Al final, arrastró a Chen Xuan al área de la caja de arena.

Aquí también había bastantes niños.

Sin embargo, en comparación con el bullicio de otras atracciones, este lugar era mucho más tranquilo.

—Papá, este lugar es tan divertido.

¡Si hubiera sabido que sería tan agradable, habría pedido a Mamá que viniera a jugar con nosotros!

—dijo Xiaoyu seriamente mientras se concentraba en construir un castillo de arena.

Al escuchar las palabras de Xiaoyu, Chen Xuan hizo una pausa, su humor previamente alegre de repente se volvió un poco pesado.

—Mamá está ocupada con el trabajo, no la molestemos, ¿de acuerdo?

—respondió Chen Xuan.

Xiaoyu asintió seriamente —¡Mhm, está bien!

¡Xiaoyu es la mejor, Xiaoyu no molestará a Mamá, Xiaoyu jugará por su cuenta!

Aunque tenía poco más de cuatro años, Xiaoyu era increíblemente comprensiva.

La consideración de su hija hizo que Chen Xuan sintiera un dolor inexplicable en su corazón.

Después de una larga vacilación, Chen Xuan finalmente intentó preguntar con indiferencia —Xiaoyu, Papá quiere hacerte una pregunta.

Si un día Papá y Mamá se separaran, ¿preferirías quedarte con Papá o con Mamá?

Después de pensarlo un poco, Xiaoyu respondió seriamente —Si Papá y Mamá realmente se separan, entonces tendrán que partir a Xiaoyu por la mitad, porque creo que ni Papá ni Mamá pueden estar sin Xiaoyu.

¡Y Xiaoyu tampoco puede estar sin Papá y Mamá!

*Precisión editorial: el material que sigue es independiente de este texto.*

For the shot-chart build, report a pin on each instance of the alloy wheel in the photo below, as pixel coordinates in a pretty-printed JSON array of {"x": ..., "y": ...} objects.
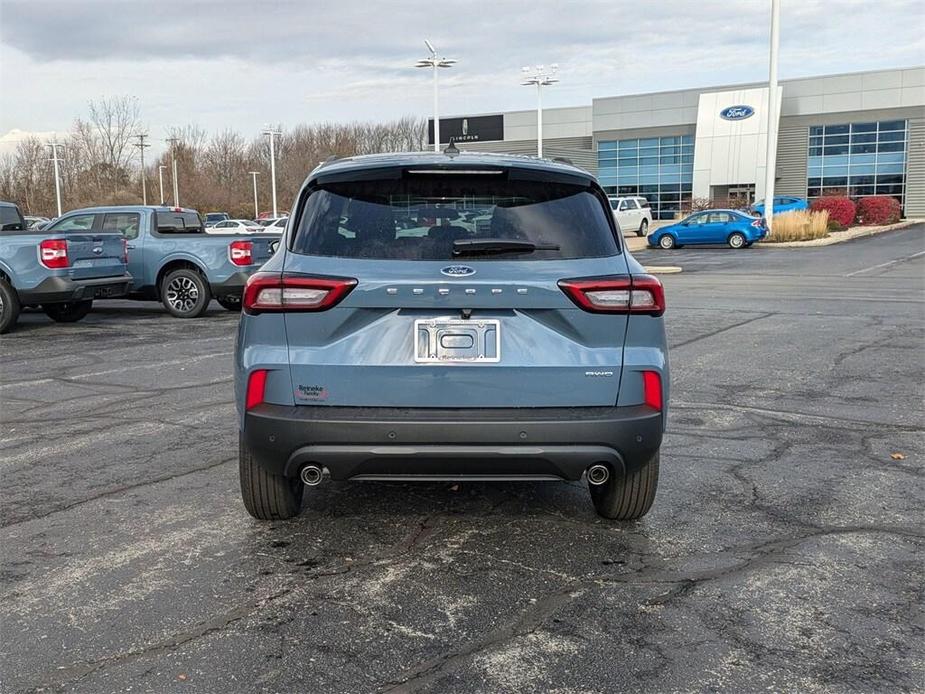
[{"x": 182, "y": 294}]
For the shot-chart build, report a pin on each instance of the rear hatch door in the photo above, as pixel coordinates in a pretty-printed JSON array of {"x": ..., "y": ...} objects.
[{"x": 451, "y": 306}]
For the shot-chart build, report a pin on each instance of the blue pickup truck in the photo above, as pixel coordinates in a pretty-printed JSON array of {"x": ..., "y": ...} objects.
[
  {"x": 62, "y": 270},
  {"x": 173, "y": 260}
]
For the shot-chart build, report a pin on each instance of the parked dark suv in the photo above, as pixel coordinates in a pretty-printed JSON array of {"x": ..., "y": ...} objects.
[{"x": 451, "y": 317}]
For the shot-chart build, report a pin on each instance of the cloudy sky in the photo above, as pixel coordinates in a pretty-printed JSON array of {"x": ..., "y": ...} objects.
[{"x": 233, "y": 64}]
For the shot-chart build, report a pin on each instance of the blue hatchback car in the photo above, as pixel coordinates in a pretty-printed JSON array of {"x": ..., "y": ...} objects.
[
  {"x": 732, "y": 227},
  {"x": 451, "y": 316},
  {"x": 784, "y": 203}
]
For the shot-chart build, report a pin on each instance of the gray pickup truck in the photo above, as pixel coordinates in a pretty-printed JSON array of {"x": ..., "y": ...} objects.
[
  {"x": 61, "y": 270},
  {"x": 172, "y": 260}
]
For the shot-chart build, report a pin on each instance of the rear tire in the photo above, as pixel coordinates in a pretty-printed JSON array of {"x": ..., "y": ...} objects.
[
  {"x": 230, "y": 303},
  {"x": 627, "y": 497},
  {"x": 737, "y": 240},
  {"x": 185, "y": 293},
  {"x": 267, "y": 496},
  {"x": 9, "y": 307},
  {"x": 69, "y": 311}
]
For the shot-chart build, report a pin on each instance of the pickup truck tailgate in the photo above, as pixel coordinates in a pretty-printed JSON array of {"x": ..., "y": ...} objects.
[{"x": 92, "y": 256}]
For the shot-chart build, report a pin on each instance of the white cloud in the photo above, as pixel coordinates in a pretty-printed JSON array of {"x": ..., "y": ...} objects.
[{"x": 239, "y": 64}]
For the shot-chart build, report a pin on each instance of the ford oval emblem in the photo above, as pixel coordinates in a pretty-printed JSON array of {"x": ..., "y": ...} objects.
[
  {"x": 458, "y": 271},
  {"x": 737, "y": 113}
]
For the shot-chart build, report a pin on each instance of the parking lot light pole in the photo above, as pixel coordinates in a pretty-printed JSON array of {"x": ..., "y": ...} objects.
[
  {"x": 254, "y": 175},
  {"x": 540, "y": 77},
  {"x": 272, "y": 133},
  {"x": 435, "y": 63},
  {"x": 54, "y": 144},
  {"x": 771, "y": 158},
  {"x": 173, "y": 156},
  {"x": 141, "y": 151},
  {"x": 160, "y": 180}
]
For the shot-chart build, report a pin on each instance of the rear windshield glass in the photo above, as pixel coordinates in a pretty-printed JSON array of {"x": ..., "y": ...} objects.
[
  {"x": 179, "y": 222},
  {"x": 421, "y": 217}
]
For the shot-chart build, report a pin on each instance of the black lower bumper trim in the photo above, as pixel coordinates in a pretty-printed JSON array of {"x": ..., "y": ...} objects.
[
  {"x": 53, "y": 290},
  {"x": 233, "y": 286},
  {"x": 380, "y": 443}
]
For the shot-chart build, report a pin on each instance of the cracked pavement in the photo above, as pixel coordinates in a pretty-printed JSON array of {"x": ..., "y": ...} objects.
[{"x": 783, "y": 552}]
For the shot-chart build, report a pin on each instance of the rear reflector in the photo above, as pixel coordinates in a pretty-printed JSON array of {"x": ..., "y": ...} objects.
[
  {"x": 241, "y": 252},
  {"x": 265, "y": 291},
  {"x": 652, "y": 389},
  {"x": 53, "y": 253},
  {"x": 624, "y": 294},
  {"x": 256, "y": 386}
]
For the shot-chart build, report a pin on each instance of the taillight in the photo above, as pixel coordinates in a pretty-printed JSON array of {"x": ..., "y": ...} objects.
[
  {"x": 53, "y": 253},
  {"x": 652, "y": 389},
  {"x": 256, "y": 387},
  {"x": 271, "y": 292},
  {"x": 241, "y": 252},
  {"x": 626, "y": 294}
]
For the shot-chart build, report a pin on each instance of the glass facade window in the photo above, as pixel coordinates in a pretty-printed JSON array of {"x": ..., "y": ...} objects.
[
  {"x": 858, "y": 159},
  {"x": 660, "y": 169}
]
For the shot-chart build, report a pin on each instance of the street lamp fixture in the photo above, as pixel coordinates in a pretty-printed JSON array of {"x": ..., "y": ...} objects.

El corazón de Chen Xuan dolía ante la respuesta infantil de Xiaoyu, y las lágrimas comenzaron a fluir instantáneamente.

Finalmente se dio cuenta de que en un matrimonio fallido, los que siempre salen más heridos nunca son los cónyuges.

¡Los que siempre resultan más heridos son los hijos!

Chen Xuan pensó que había tomado completamente la decisión de divorciarse de Han Jingting después de aquel incidente en el casino de Nanhu, pero ahora, al escuchar la respuesta de Xiaoyu, comenzó a dudar de nuevo.

Sintió sinceramente que, solo para evitarle cualquier dolor a Xiaoyu, incluso si el matrimonio fuera una jaula, un purgatorio, ¿debería seguir apretando los dientes y soportarlo?

—Xiaoyu, sigue jugando aquí, Papá irá allí para comprarte una botella de jugo —dijo y no queriendo que su hija viera sus lágrimas, Chen Xuan se levantó y se fue.

Xiaoyu puso su corazón y su alma en apilar el castillo.

En la mente de un niño, el castillo que estaban construyendo era el paraíso de su familia, un refugio de felicidad eterna para los tres.

Sin embargo, justo cuando Xiaoyu estaba a punto de completar el paso final, unos niños ruidosos que se perseguían entre sí de repente pasaron corriendo.

¡El castillo cuidadosamente construido fue destruido en un instante!